Wikilink

The Wikilink tool helps program organisers and organisations track external links on Wikimedia projects. While MediaWiki has the ability to search existing links, at the time of writing there is no way to easily monitor link additions and removals over time. The tool was built primarily for The Wikipedia Library's use case. Publishers donate access to Wikipedia editors, and while it was possible to monitor the total number of links over time, there was no simple way to investigate that data further - to find out where links were being added, who was adding them, or in the case of a drop in link numbers, why those links were removed.


Using the tool

There are two primary views into the data - the 'program' level and 'organisation' level.

Programs

Programs are collections of organisations. Program pages provide a high level overview of the link additions and removals for many organisations in one place. If you have partnerships with multiple organisations, the program pages can provide data about their data in aggregate for reporting purposes.

Organisations

Organisation pages provide data relevant to an individual organisation. Organisations can have multiple collections of tracked URLs - these could be different websites or simply different URL patterns. Results for each collection are presented individually. Additionally, each collection can have multiple URLs. This is useful primarily in the case that a website has moved; both URLs can continue to be tracked in the same place.


Data collection

Two sets of data are collected: Link events and totals

Link events

A script is always monitoring the page-links-change event stream; when a link tracked by Wikilink is added or removed, the data is stored in Wikilink's database.

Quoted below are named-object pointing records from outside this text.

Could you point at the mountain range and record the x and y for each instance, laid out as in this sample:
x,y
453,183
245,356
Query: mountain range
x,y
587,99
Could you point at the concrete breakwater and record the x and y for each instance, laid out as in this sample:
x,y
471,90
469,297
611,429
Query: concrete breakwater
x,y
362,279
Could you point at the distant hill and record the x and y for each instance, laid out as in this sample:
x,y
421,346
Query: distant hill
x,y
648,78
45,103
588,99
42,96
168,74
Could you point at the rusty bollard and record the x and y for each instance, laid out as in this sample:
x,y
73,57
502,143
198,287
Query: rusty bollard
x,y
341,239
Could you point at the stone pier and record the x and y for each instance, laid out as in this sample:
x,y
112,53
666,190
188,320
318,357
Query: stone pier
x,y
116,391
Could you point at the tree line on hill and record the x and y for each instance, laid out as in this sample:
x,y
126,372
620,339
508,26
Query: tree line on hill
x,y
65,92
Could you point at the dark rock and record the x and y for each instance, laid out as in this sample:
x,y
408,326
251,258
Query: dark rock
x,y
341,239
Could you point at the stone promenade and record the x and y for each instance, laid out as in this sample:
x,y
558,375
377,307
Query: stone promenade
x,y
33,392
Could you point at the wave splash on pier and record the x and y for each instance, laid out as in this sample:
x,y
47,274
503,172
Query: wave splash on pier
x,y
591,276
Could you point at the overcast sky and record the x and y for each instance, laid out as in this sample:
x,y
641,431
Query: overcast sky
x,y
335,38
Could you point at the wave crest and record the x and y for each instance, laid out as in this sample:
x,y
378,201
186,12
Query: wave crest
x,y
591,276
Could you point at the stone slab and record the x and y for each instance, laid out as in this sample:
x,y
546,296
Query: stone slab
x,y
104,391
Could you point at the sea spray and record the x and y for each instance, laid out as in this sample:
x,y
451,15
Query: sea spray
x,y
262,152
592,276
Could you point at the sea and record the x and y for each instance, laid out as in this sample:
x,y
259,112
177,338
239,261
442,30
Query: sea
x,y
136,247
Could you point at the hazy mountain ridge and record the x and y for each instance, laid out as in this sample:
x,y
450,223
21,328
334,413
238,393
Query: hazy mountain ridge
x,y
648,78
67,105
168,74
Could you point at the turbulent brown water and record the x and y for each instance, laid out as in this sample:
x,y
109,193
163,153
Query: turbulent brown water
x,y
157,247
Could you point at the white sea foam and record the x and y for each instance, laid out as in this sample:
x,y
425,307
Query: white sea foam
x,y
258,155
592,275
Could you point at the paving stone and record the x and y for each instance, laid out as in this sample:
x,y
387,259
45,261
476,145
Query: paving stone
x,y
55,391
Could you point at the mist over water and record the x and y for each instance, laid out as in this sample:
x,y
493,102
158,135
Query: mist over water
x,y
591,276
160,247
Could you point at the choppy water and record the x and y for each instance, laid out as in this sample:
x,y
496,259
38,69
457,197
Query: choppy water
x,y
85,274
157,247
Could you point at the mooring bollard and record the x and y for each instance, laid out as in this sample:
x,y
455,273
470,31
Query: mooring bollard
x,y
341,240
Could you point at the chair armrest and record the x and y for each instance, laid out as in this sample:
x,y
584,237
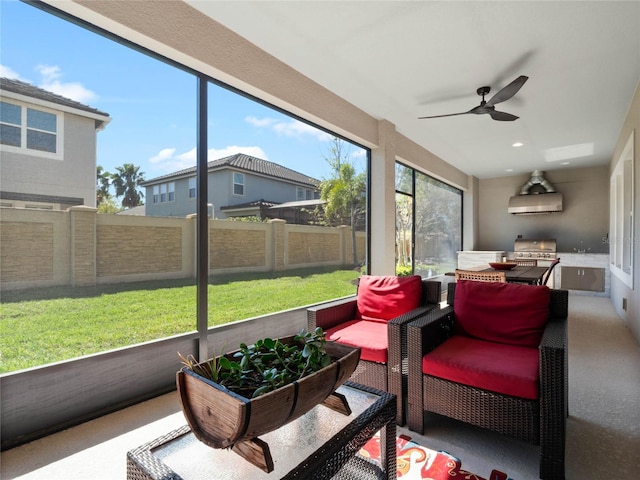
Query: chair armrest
x,y
554,386
431,291
423,334
330,314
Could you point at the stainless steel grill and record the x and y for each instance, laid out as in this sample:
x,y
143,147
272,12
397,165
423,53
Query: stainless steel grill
x,y
539,249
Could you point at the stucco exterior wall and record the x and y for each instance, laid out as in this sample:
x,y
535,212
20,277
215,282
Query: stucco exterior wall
x,y
71,176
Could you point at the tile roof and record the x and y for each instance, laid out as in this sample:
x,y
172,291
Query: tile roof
x,y
241,161
28,90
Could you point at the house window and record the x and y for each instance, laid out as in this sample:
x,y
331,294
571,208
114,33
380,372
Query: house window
x,y
622,240
238,183
428,223
164,192
29,129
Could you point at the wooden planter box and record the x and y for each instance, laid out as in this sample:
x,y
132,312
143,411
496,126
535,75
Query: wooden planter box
x,y
221,418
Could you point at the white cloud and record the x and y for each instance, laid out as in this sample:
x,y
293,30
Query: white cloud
x,y
7,72
163,155
166,160
292,128
260,122
73,90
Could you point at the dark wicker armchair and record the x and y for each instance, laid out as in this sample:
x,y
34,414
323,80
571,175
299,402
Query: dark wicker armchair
x,y
388,374
537,416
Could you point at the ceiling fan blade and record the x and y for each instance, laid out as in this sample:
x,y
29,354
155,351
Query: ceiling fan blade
x,y
502,116
447,115
509,91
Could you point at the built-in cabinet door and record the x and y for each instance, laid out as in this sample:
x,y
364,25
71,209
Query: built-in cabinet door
x,y
583,278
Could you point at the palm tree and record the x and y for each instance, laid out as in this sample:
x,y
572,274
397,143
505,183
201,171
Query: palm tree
x,y
103,184
344,194
126,182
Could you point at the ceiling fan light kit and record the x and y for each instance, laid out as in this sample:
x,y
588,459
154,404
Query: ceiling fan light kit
x,y
488,107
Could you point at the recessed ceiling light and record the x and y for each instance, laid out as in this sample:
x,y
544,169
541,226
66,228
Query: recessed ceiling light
x,y
570,151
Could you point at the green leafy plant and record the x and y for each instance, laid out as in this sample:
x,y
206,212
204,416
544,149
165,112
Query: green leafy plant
x,y
265,365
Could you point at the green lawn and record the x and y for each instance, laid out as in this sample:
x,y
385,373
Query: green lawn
x,y
48,325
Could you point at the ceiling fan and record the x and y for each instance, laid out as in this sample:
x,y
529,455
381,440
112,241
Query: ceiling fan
x,y
488,107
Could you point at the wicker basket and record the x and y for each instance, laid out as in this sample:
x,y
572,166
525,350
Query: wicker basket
x,y
221,418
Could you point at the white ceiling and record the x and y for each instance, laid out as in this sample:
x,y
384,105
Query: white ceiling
x,y
398,60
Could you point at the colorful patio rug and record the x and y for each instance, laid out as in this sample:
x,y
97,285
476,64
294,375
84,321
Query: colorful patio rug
x,y
418,462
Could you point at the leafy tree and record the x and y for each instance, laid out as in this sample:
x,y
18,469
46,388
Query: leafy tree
x,y
127,181
108,205
344,193
103,184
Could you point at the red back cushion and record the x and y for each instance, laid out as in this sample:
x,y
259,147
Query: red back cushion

The event stream reports link additions and removals from all Wikimedia projects and languages, and tracks events from all namespaces. If a link is changed, it will register both an addition (the new URL) and a removal (the old URL). Editing the same URL multiple times in one edit will only send a single event.

Please be aware there is currently a known bug with the event stream whereby some additional events are being sent related to template transclusions.

Link totals

The tool also tracks the total number of links to each tracked URL on a weekly basis. These totals are retrieved from the externallinks table. Currently, these totals only consider Wikipedia projects, however they do cover every language. Unlike with the event stream, queries have to be made against each project's database individually, and it is therefore prohibitive to collect total data for every Wikimedia project.